Le fait que l’abbaye semble avoir été placée à ses débuts sous un patronage double n’a guère été remarqué jusqu’à maintenant par les chercheurs, peut-être parce que ceux-ci, s’intéressant plus au contenu des actes qu’à leur forme, n’ont pas prêté attention à la mention de ce double vocable qui, en l’état actuel de la documentation publiée, ne figure, il est vrai, que dans deux actes : il s’agit  d’une part, de la notice qui rapporte la fondation de Beauport par Alain, seigneur de Goëllo (edificavi abbaciam secundum ordinem Premonstratensem, in loco qui dicitur Bellus Portus, ad honorem Dei et sancte Marie Omniumque Sanctorum)[6]  ; d’autre part, de la confirmation de cette fondation par l’évêque de Saint-Brieuc, qui justifie par la géographie paroissiale sa propre intervention (edificavit abbaciam secundum ordinem Premonstratensem, in loco qui dicitur Bellus Portus, in parrochia scilicet de Ploozoc, ad honorem Dei et sancte Marie et Omnium Sanctorum)[7]. Par ailleurs, tout au long du XIIIe siècle, la fête de la Toussaint a constitué l’un des principaux termes de paiement des rentes dues à l’abbaye[8].  


Ne s’agissant pas à proprement parler d’une dévotion norbertine, sans doute faut-il envisager que le choix initial de ce vocable, vite abandonné au profit du seul patronage de la Vierge, résulte d’une tradition plus complexe, peut-être inspirée d’un remarquable sermon d’Achard[9], d’abord abbé de Saint-Victor, puis évêque d’Avranches et, à l’instar de l’évêque Jean de Dol[10], grand ami des Prémontrés de l’abbaye de la Lucerne, où il fut inhumé et où il a depuis reçu les honneurs du culte.



©André-Yves Bourgès 2013


[1] B. Ardura, Prémontrés. Histoire et spiritualité, Saint-Etienne, 1995, p. 43-44.

[2] Le cas de la chapelle Notre-Dame-de-l’Isle en Goudelin, parfois présentée comme l’annexe de la cure de la paroisse concernée, dont on sait qu’elle était desservie alternativement par les Prémontrés et les Augustins (de Beaulieu), nous semble devoir être éclairci avant de conclure à sa dédicace par les chanoines de Beauport.

[3] A.-C. Ballini,  « Le prieuré des Fontaines : une dépendance de l’abbaye de Beauport », Beauport.

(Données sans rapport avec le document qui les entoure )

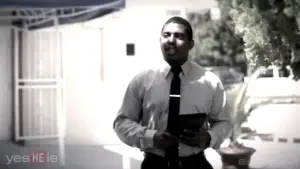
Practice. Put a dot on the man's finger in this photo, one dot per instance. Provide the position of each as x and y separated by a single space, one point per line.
190 133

Huit siècles d’histoire en Goëlo, p. 159-165.

[4] Notamment les vocables des enclaves doloises (Samson et Jacques) et ceux des paroisses briochines (essentiellement Pierre et Paul).

[5] J.-Y. Le Moing,  « Saint Josse. Un saint européen », Britannia monastica, n° 11 (2007), p. 39-47.

[6] J. Geslin de Bourgogne et A. de Barthélemy, Anciens évêchés de Bretagne, t. 4, Paris-Saint-Brieuc, 1864, p. 45, n° 1 (1202).

[7] Ibidem, p. 47, n° 2 (1202).

[8] Ibid., p. 92, n° 92 (1232), p. 115, n° 153 (1244), p. 126, n° 181 (1247), p. 127, n° 183 (1247), p. 130, n° 188 (1248), p. 146, n° 226 (1256), p. 170, n° 284 (1264), p. 183, n° 316 (1269).

[9] J. Chatillon [éd.], Achard de saint-Victor. Sermons inédits, Paris, 1970 (Textes philosophiques du Moyen Âge, 17), p. 171-195.


[10] F. Duine,  La métropole de Bretagne. Chronique de Dol, composée au XIe siècle et catalogues des dignitaires jusqu’à la révolution, Paris 1916, p. 139.